The sound like a raven being repeatedly run over by a Daimler continues. Muriel has a point re: plagues. Medea is forever either chewing something expensive or plotting more complex malevolence. It doesn’t stop Blossom from slipping her scraps of Miss Christina’s roast chicken and cooing idiotically, but such are the foibles of human nature. I duck farther back into the comfortable cabinet in the Paragon’s lobby, nursing a cigarette. People are less likely to remark on a white woman using a colored phone booth supposing it’s full of smoke.

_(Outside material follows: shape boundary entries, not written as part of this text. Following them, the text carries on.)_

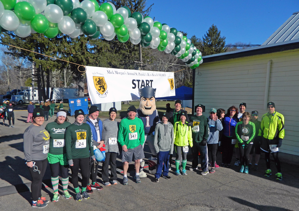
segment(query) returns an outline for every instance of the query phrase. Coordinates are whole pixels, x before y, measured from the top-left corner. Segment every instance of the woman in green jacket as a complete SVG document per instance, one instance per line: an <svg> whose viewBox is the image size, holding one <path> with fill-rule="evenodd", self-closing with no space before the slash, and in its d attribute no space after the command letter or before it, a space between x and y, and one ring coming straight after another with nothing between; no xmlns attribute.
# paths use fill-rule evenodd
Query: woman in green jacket
<svg viewBox="0 0 299 211"><path fill-rule="evenodd" d="M180 165L180 157L183 156L182 165L183 170L182 174L187 175L185 169L187 163L187 153L189 150L188 147L193 146L192 139L192 131L191 127L187 126L188 122L186 121L187 113L185 112L181 113L180 118L181 120L174 124L173 128L173 138L174 139L174 146L176 153L176 175L180 176L181 173L179 170Z"/></svg>

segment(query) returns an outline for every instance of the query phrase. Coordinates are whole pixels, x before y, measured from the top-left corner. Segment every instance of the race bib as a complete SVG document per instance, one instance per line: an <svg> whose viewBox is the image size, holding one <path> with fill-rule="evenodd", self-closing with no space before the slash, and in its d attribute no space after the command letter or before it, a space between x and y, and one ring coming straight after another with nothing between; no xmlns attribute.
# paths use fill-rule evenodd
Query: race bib
<svg viewBox="0 0 299 211"><path fill-rule="evenodd" d="M117 143L117 139L116 138L109 138L108 144L109 144L114 145Z"/></svg>
<svg viewBox="0 0 299 211"><path fill-rule="evenodd" d="M78 140L76 141L76 148L85 148L86 147L86 139Z"/></svg>
<svg viewBox="0 0 299 211"><path fill-rule="evenodd" d="M277 144L270 144L269 145L270 150L272 152L278 151L278 148L277 147Z"/></svg>
<svg viewBox="0 0 299 211"><path fill-rule="evenodd" d="M129 133L129 140L135 140L137 139L138 137L138 135L137 133Z"/></svg>
<svg viewBox="0 0 299 211"><path fill-rule="evenodd" d="M53 147L62 147L65 144L64 139L53 139Z"/></svg>
<svg viewBox="0 0 299 211"><path fill-rule="evenodd" d="M247 141L249 140L249 136L245 136L243 135L241 135L241 139L243 141Z"/></svg>
<svg viewBox="0 0 299 211"><path fill-rule="evenodd" d="M189 151L189 147L188 146L183 147L183 152L187 153Z"/></svg>
<svg viewBox="0 0 299 211"><path fill-rule="evenodd" d="M42 153L44 154L46 154L47 153L49 152L49 148L50 146L50 144L47 144L46 145L44 145L43 148L44 148L44 150L42 151Z"/></svg>

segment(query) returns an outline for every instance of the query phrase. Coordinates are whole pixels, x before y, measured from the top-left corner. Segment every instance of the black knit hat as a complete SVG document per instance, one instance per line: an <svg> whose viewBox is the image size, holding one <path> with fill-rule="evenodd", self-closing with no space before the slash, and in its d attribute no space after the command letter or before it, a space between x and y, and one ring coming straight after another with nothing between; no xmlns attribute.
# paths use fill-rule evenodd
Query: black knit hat
<svg viewBox="0 0 299 211"><path fill-rule="evenodd" d="M128 108L128 112L127 113L128 113L130 111L134 111L134 112L137 113L137 110L136 110L136 108L135 107L135 106L131 106Z"/></svg>
<svg viewBox="0 0 299 211"><path fill-rule="evenodd" d="M32 116L34 118L40 117L45 117L44 110L40 108L36 108L33 110Z"/></svg>
<svg viewBox="0 0 299 211"><path fill-rule="evenodd" d="M77 117L79 115L84 115L84 112L82 109L79 109L75 111L75 118L77 118Z"/></svg>
<svg viewBox="0 0 299 211"><path fill-rule="evenodd" d="M96 106L91 106L89 108L89 114L91 114L97 111L100 111L100 109Z"/></svg>
<svg viewBox="0 0 299 211"><path fill-rule="evenodd" d="M109 109L109 114L110 114L110 113L112 111L115 112L117 114L117 111L116 110L116 109L114 107L110 108L110 109Z"/></svg>

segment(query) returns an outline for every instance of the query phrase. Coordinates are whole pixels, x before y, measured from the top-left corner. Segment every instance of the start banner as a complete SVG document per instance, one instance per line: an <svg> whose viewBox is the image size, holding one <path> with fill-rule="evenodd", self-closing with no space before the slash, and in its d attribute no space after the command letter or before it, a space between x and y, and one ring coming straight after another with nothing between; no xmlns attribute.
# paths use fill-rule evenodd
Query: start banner
<svg viewBox="0 0 299 211"><path fill-rule="evenodd" d="M88 91L92 104L139 100L138 89L156 89L156 98L176 95L174 74L87 66Z"/></svg>

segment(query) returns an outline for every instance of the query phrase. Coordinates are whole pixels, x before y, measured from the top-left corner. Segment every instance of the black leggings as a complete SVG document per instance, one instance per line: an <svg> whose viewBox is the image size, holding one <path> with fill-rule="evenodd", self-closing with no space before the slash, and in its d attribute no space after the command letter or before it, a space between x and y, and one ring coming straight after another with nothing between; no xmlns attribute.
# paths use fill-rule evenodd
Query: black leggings
<svg viewBox="0 0 299 211"><path fill-rule="evenodd" d="M176 159L177 161L180 160L180 158L181 155L183 156L183 160L184 161L187 159L187 153L183 152L183 147L180 147L175 144L176 147Z"/></svg>
<svg viewBox="0 0 299 211"><path fill-rule="evenodd" d="M248 147L244 149L242 147L243 144L244 144L244 142L242 144L238 142L238 145L239 146L239 151L240 152L240 162L242 166L244 166L245 164L245 165L248 166L249 164L249 153L251 150L253 144L249 144Z"/></svg>
<svg viewBox="0 0 299 211"><path fill-rule="evenodd" d="M74 188L79 187L78 180L78 174L79 173L79 167L81 170L82 181L81 185L83 187L86 187L88 184L89 178L88 178L88 170L89 170L89 157L84 158L73 158L74 165L71 166L72 170L72 182Z"/></svg>
<svg viewBox="0 0 299 211"><path fill-rule="evenodd" d="M211 152L211 156L212 158L212 162L211 164L212 167L215 167L215 162L216 162L216 156L217 155L217 149L218 148L218 144L208 144L208 155L209 153Z"/></svg>
<svg viewBox="0 0 299 211"><path fill-rule="evenodd" d="M32 178L31 183L31 194L32 200L37 201L39 198L42 197L42 178L47 169L48 159L46 158L41 161L32 161L35 162L36 166L32 168L28 167Z"/></svg>
<svg viewBox="0 0 299 211"><path fill-rule="evenodd" d="M56 178L58 176L59 169L61 173L61 176L64 179L68 178L68 165L64 166L60 165L59 162L51 164L50 164L50 168L51 173L51 176L53 178Z"/></svg>
<svg viewBox="0 0 299 211"><path fill-rule="evenodd" d="M280 168L280 161L278 159L278 152L275 152L274 153L271 153L273 158L274 159L275 164L276 165L277 172L281 172L281 169ZM266 165L267 168L270 169L270 153L265 153L265 160L266 161Z"/></svg>

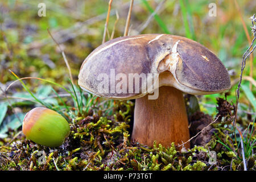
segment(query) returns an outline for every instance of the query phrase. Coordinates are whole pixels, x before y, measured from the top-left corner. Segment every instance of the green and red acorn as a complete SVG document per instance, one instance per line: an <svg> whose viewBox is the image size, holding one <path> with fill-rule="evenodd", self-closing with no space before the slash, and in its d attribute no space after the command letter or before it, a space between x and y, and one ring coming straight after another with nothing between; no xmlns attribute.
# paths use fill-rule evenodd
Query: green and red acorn
<svg viewBox="0 0 256 182"><path fill-rule="evenodd" d="M28 139L38 144L58 147L69 135L70 127L66 119L58 113L38 107L25 115L22 131Z"/></svg>

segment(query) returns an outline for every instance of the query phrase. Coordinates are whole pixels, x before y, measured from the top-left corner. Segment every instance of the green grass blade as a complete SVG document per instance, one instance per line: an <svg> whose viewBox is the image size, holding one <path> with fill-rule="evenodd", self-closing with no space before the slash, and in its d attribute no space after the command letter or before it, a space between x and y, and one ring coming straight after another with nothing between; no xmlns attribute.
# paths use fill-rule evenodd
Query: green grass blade
<svg viewBox="0 0 256 182"><path fill-rule="evenodd" d="M146 0L142 0L142 1L148 11L150 11L151 13L153 13L154 11L155 11L154 10L154 9L148 4L148 3L147 2L147 1L146 1ZM163 22L163 20L161 19L161 18L160 18L160 16L158 15L155 14L154 16L154 18L155 18L156 22L158 22L158 24L161 27L161 28L163 30L164 34L171 34L171 32L167 28L167 27L166 27L166 24L164 24L164 23Z"/></svg>

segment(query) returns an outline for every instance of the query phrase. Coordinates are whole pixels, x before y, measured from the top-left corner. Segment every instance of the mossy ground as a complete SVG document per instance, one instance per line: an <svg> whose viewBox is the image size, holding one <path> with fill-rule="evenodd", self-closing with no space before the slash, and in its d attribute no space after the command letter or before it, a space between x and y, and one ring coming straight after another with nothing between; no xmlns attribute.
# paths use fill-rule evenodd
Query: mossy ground
<svg viewBox="0 0 256 182"><path fill-rule="evenodd" d="M55 148L26 139L19 133L21 123L14 114L22 120L26 112L42 104L16 82L5 94L0 90L0 170L243 170L243 159L248 170L255 169L256 89L253 85L249 89L248 80L243 80L238 118L233 123L241 57L248 47L235 3L218 2L217 16L210 17L208 0L166 1L158 18L147 22L152 14L148 5L154 10L160 1L134 1L130 35L170 33L192 39L214 52L230 75L232 86L226 97L185 96L191 136L197 135L190 141L191 149L179 151L175 144L151 148L130 140L133 101L106 101L70 85L61 53L47 28L65 51L76 82L82 61L101 44L108 1L44 1L47 15L39 17L41 1L0 2L0 88L5 90L16 80L11 69L19 77L42 78L67 88L73 97L56 84L23 80L43 104L67 118L72 132L63 146ZM113 13L117 10L119 15L114 38L123 35L129 1L113 1L110 34L116 19ZM247 30L255 6L255 1L238 2ZM247 61L243 75L254 81L256 72L251 69L255 60L254 56ZM215 164L210 151L216 154Z"/></svg>
<svg viewBox="0 0 256 182"><path fill-rule="evenodd" d="M67 113L71 133L59 147L36 144L23 134L13 140L16 132L10 131L8 137L1 142L4 145L0 147L0 169L243 170L241 149L230 136L233 132L227 126L232 118L233 106L223 99L218 103L220 117L207 129L212 132L207 135L202 132L195 137L191 141L191 149L179 150L174 143L168 148L155 143L150 148L131 142L131 119L134 104L130 101L115 101L110 110L112 114L108 115L96 108L89 109L79 117L74 117L72 111ZM197 115L200 115L199 120L195 120ZM213 121L210 117L199 111L190 118L191 126L201 122L206 126ZM255 138L252 136L252 140ZM203 146L195 145L200 142ZM217 154L216 163L213 163L210 151ZM247 169L255 169L255 155L247 159Z"/></svg>

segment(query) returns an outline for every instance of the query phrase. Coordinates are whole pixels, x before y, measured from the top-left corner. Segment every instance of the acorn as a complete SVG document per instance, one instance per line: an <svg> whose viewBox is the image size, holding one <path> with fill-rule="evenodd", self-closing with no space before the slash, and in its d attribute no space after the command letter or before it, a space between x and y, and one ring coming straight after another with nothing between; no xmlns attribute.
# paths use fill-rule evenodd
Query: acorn
<svg viewBox="0 0 256 182"><path fill-rule="evenodd" d="M69 135L70 127L67 120L58 113L38 107L25 115L22 131L28 139L38 144L58 147Z"/></svg>

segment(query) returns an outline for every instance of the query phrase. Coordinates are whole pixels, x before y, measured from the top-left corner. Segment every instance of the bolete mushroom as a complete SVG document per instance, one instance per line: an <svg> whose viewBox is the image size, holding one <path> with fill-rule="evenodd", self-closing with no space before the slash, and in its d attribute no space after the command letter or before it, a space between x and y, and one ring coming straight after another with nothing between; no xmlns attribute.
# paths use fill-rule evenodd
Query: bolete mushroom
<svg viewBox="0 0 256 182"><path fill-rule="evenodd" d="M106 42L84 61L78 83L104 98L136 99L131 138L149 146L154 140L168 146L189 139L183 93L210 94L230 88L228 72L213 52L196 42L168 34ZM153 90L155 98L148 94Z"/></svg>

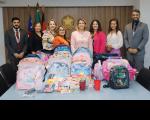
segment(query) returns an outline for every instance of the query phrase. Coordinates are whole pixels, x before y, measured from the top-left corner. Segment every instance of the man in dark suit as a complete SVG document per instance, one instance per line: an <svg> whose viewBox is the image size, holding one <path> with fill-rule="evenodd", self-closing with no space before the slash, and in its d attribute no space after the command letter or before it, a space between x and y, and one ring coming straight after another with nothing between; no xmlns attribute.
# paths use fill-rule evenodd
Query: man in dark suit
<svg viewBox="0 0 150 120"><path fill-rule="evenodd" d="M147 24L140 21L140 11L132 11L132 22L125 27L124 43L127 49L127 59L140 71L144 67L145 45L149 39Z"/></svg>
<svg viewBox="0 0 150 120"><path fill-rule="evenodd" d="M27 51L28 35L25 30L20 28L19 18L12 18L12 25L13 27L5 32L5 46L8 52L8 61L17 71L17 65Z"/></svg>

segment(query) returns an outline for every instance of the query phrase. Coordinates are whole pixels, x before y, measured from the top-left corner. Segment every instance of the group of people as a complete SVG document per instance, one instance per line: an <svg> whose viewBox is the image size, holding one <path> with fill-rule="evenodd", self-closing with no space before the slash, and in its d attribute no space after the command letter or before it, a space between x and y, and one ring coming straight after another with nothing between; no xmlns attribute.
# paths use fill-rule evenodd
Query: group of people
<svg viewBox="0 0 150 120"><path fill-rule="evenodd" d="M116 53L121 56L120 48L125 45L127 59L137 70L144 67L145 45L149 38L147 24L140 21L140 11L132 11L132 22L125 27L124 34L120 31L117 19L109 21L108 35L102 31L99 20L94 19L90 30L86 30L86 20L77 21L76 31L72 32L70 40L66 38L64 26L57 27L55 20L48 22L46 31L42 31L41 23L35 23L33 32L28 37L27 32L20 28L20 19L12 18L13 28L5 33L5 45L8 51L8 60L17 70L17 64L26 53L35 54L41 50L53 53L58 45L71 46L74 53L78 48L88 48L95 54Z"/></svg>

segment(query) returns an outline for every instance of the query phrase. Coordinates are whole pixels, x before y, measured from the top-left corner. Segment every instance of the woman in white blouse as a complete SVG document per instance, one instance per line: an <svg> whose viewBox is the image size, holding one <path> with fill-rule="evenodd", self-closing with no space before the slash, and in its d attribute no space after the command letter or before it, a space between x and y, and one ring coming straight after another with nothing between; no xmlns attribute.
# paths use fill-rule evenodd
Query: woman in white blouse
<svg viewBox="0 0 150 120"><path fill-rule="evenodd" d="M119 29L117 19L109 21L109 30L107 35L107 51L109 53L116 53L121 56L120 48L123 46L123 36Z"/></svg>

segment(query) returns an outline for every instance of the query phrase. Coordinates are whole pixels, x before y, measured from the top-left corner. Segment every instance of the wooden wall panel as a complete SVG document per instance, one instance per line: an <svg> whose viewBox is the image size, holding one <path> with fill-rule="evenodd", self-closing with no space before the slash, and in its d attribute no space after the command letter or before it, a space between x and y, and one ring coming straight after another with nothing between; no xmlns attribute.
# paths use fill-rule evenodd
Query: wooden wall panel
<svg viewBox="0 0 150 120"><path fill-rule="evenodd" d="M107 33L108 23L111 18L118 18L121 30L124 30L125 25L130 22L130 14L132 6L117 6L117 7L51 7L45 8L45 19L48 21L53 18L57 23L61 24L61 19L66 15L71 15L76 20L83 17L87 20L87 29L89 29L90 22L93 19L99 19L103 30ZM4 30L11 27L11 18L14 16L20 17L22 28L27 30L27 22L29 13L35 14L36 8L17 7L17 8L3 8L4 13ZM75 24L76 25L76 24ZM73 31L73 30L71 30Z"/></svg>

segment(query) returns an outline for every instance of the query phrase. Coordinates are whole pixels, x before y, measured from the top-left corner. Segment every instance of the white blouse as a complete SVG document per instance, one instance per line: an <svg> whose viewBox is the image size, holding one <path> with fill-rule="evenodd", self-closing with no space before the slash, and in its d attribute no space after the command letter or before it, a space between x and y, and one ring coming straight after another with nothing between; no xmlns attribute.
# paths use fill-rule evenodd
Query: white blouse
<svg viewBox="0 0 150 120"><path fill-rule="evenodd" d="M107 45L112 45L114 49L120 49L123 46L123 36L121 31L116 33L109 33L107 35Z"/></svg>

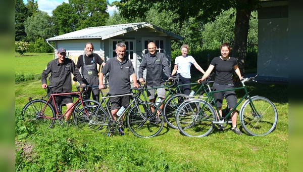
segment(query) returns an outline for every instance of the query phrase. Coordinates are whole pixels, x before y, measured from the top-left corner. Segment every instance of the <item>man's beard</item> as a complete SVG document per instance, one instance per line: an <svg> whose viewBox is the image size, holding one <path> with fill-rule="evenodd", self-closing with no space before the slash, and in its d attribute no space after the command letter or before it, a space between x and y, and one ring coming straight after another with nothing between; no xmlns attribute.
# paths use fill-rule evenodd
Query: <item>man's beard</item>
<svg viewBox="0 0 303 172"><path fill-rule="evenodd" d="M89 56L91 55L93 53L92 52L88 52L85 51L85 53L86 55L86 56Z"/></svg>

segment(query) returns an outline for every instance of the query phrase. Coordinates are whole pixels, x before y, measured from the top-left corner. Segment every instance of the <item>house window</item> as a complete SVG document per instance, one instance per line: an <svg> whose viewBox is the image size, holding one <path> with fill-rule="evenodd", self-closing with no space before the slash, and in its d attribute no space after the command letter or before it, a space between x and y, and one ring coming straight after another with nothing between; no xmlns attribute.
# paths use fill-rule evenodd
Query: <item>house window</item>
<svg viewBox="0 0 303 172"><path fill-rule="evenodd" d="M116 57L116 45L122 41L113 41L113 57ZM133 60L134 59L134 41L123 41L123 42L126 45L126 52L125 52L125 57L128 57L129 60ZM131 55L131 56L129 56Z"/></svg>
<svg viewBox="0 0 303 172"><path fill-rule="evenodd" d="M148 53L148 51L147 50L147 45L150 42L155 42L158 52L164 53L164 40L148 39L144 40L144 54Z"/></svg>

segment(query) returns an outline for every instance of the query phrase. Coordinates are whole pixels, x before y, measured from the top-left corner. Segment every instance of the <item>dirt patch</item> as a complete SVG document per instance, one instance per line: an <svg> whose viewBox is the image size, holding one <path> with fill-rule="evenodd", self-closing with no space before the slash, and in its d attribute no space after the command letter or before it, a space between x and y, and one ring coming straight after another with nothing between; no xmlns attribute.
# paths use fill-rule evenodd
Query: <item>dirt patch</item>
<svg viewBox="0 0 303 172"><path fill-rule="evenodd" d="M33 154L33 148L34 145L28 144L26 142L18 142L17 140L15 140L15 149L16 151L19 151L22 150L21 156L25 157L28 161L31 160L31 157Z"/></svg>

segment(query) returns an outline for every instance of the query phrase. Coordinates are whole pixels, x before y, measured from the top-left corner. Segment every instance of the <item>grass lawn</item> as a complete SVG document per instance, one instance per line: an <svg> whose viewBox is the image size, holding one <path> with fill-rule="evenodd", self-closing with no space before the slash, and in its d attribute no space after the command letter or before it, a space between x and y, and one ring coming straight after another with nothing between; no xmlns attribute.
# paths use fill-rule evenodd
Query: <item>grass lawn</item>
<svg viewBox="0 0 303 172"><path fill-rule="evenodd" d="M39 74L53 57L37 54L16 58L16 72ZM40 61L29 67L32 70L27 68L36 61ZM56 123L50 129L29 126L21 119L22 108L28 97L46 93L40 80L16 84L15 170L288 171L288 85L247 85L251 95L269 98L277 109L276 128L267 136L252 137L245 132L237 135L230 125L223 132L215 128L209 136L197 138L182 136L165 124L159 136L149 139L136 138L128 128L125 136L108 137L74 125L63 127ZM238 126L241 130L239 122Z"/></svg>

“Well, Fred and I had a heart-to-heart, and he thinks you’re the sweetest girl, but the KKK are about as sinister as the YMCA.” Her voice is thin and metallic through the telephone. “They just wrote a circular to be sent out to women like us who—though naturally ineligible—might encourage upstanding menfolk to apply. Would you like to hear it?”
“I’d be very grateful.”
Muriel Snider clears her throat officiously. “‘The Knights of the Ku Klux Klan, as a patriotic, fraternal, benevolent order, does not discriminate against a man on account of his religious or political creed so long as it does not antagonize the sacred right guaranteed by our civil government or conflict with Christian ideals and institutions. The Klan asks the support of churchmen everywhere in the great work of uniting into one organization, under one banner, all native-born Protestant Gentile Americans.’”
Those are awfully specific Americans.
“You see? What could be more appropriate, especially with anarchist organizations like this NAACP cropping up? Now. I asked about Davy Lee specifically—oh, think nothing of it, dear—and Fred said it would be the worst sort of paranoia to imagine the Klan had anything to do with the matter. He thinks in all likelihood the poor lad just wandered off and drowned.”